As the human population continues to increase, along with their impact on all ecosystems and on other species, it is particularly important when a new group of animals so closely related to humans is identified. It is especially surprising in a world so carefully explored when new animal species any larger than a rat are found living in the wild, not just as unstudied specimens in museum cabinets.
These monkeys have light-to-medium grayish brown fur, with off-white fur on the belly and the end of their long, curled-up tail. They have a "crown" with a very broad crest of long, erect hair.

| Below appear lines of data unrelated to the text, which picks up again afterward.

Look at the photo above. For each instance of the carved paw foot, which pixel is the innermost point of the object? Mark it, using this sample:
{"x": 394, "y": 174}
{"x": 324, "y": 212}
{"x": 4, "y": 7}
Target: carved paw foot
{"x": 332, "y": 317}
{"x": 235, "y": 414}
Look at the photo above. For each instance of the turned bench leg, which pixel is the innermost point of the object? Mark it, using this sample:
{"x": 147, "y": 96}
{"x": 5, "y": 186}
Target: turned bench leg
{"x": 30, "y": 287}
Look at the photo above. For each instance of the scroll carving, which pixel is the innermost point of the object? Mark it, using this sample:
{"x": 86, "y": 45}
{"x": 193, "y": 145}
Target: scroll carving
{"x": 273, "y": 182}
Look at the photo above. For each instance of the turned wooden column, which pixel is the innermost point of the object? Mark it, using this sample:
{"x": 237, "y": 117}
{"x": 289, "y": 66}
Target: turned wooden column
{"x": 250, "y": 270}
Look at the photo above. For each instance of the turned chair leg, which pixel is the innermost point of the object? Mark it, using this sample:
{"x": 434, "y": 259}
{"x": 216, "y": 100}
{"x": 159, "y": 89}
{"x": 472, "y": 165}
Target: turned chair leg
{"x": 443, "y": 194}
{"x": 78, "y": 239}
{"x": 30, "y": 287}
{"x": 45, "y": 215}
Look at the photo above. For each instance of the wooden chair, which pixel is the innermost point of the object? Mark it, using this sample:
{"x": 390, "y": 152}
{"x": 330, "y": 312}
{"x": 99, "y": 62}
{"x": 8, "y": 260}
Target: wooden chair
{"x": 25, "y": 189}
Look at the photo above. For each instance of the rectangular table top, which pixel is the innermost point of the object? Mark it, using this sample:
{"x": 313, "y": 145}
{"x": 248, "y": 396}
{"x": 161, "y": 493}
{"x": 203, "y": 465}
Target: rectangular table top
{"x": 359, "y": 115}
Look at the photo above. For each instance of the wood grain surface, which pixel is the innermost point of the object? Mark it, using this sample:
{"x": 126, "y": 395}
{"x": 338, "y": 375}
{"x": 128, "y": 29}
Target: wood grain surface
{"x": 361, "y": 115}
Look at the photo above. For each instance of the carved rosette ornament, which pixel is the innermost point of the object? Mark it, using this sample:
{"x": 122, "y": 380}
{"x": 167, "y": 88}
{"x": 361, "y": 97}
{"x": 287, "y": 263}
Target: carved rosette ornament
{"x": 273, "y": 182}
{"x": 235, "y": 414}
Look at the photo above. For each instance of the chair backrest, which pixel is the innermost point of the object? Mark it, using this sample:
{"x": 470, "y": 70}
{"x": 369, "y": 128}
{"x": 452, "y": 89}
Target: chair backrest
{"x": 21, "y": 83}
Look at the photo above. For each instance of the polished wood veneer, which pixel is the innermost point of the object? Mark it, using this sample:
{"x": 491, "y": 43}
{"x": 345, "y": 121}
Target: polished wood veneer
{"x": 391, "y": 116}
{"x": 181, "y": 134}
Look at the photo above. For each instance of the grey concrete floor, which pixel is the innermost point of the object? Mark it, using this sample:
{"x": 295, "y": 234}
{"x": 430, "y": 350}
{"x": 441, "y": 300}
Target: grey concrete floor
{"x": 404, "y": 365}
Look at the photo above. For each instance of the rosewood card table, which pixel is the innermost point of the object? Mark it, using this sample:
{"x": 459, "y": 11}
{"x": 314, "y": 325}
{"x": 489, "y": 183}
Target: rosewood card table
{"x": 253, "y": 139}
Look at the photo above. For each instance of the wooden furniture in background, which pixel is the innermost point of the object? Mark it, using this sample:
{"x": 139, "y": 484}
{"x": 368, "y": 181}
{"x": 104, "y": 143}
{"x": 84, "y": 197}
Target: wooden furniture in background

Adults make a distinctive, loud, low-pitched honk-bark. An omnivore, Kipunji eats shoots, leaves, flowers, bark, fruit, lichen, moss and invertebrates.
Kipunji are predominantly tree-dwelling monkeys and are known to live in only two high-altitude locations: the Rungwe-Livingstone forest and Ndundulu Forest Reserve in Tanzania. They live in social groups of 30-36 adult males and females. Less than twenty such groups are known to exist.
"Although Rungwecebus is endangered, there's still an opportunity to conserve this reclusive animal," said Sargis. "This is particularly encouraging to a paleontologist like me because I often study mammals that have been extinct for millions of years."
Co-authors on the paper included Daniella W. DeLuca, Noah E. Mpunga and Sophy Machaga of the Wildlife Conservation Society in Tanzania, all leading experts on the ecology and behavior of Kipunji. The research was supported by grants from the National Institutes of Health, the National Science Foundation, the Alaska INBRE program and the Alaska Foundation, as well as the University of Alaska Museum.
Citation: Science Express (May 11, 2006).